If he says “You understand me,” what he means is: “I hope to have sex with you until such time as you begin to understand me.”
If he says “I don’t know how to leave my marriage / relationship,” what he means is: “I don’t want to let go of my marriage / relationship nor make any commitment to you but I do want to commit adultery and at the same time exonerate myself from feelings of guilt.”
If he says “I love her but I’m not in love with her,” what he means is: “She accepts me and doesn’t play games or treat me badly. I don’t have to work really hard to gain her approval so I take her for granted.”
If he says “I love her but I’m not in love with her,” what he means is: “She accepts me and doesn’t play games or treat me badly. I don’t have to work really hard to gain her approval so I take her for granted.”
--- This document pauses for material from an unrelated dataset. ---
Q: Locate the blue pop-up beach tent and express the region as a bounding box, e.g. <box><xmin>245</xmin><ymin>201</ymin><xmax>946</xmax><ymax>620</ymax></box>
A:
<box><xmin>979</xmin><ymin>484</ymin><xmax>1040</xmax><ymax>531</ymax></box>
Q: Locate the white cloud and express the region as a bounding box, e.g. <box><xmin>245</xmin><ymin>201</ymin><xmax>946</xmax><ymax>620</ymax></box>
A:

What astounds me is how many seemingly bright women simply choose not to see through this rather obvious code. Let's get it right. If he's betraying his wife / girlfriend he will betray you too.
5 comments:
The thing is that there are an awful lot of arrogant women out there who think that they can beat the odds. Women who don't take no for an answer and who do not respond appropriatley to clear signs of trouble . The truth about women is that they choose the men that choose them and then cry a river when it goes wrong. We women need to take personal responsiblity for our relationships and stop confusing alarm bells with wedding bells
I agree. Most of the brilliant women that I know, will send their standards and self-esteem plummeting for a scrap of a rotting bone from any old dodgy bloke. While I am compassionate, I am constantly dumbfounded.
I believe some women are targets for a certain type of bloke who's radar picks up on the needy aspect because they know they can get away with behaving badly . I've seen it happen repeatedly to the same person, yet they don't learn by the experience.
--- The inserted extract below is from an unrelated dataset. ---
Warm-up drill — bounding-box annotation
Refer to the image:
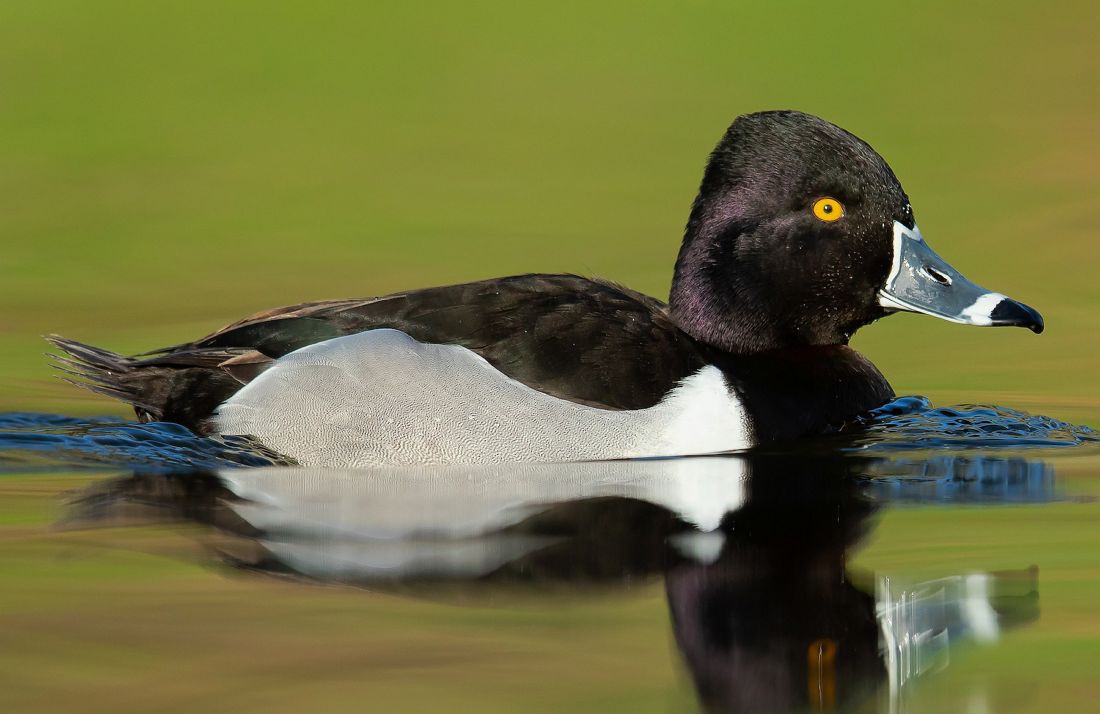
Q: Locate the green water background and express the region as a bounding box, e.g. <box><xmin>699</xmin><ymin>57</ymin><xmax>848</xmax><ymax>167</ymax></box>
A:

All romance has a bit of the rose tinted specs at the start but sensible women soon see through blokes who behave badly and kick them to the kerb.
Takes a lot of courage and determination to get over someone. A part of the process is being angry and seeing what's wrong with them. The challenge is not to get stuck there and become a lonely, man hater.
With regard to believing male lovers: there's a fine line between being hopeful or optimistic and deluded!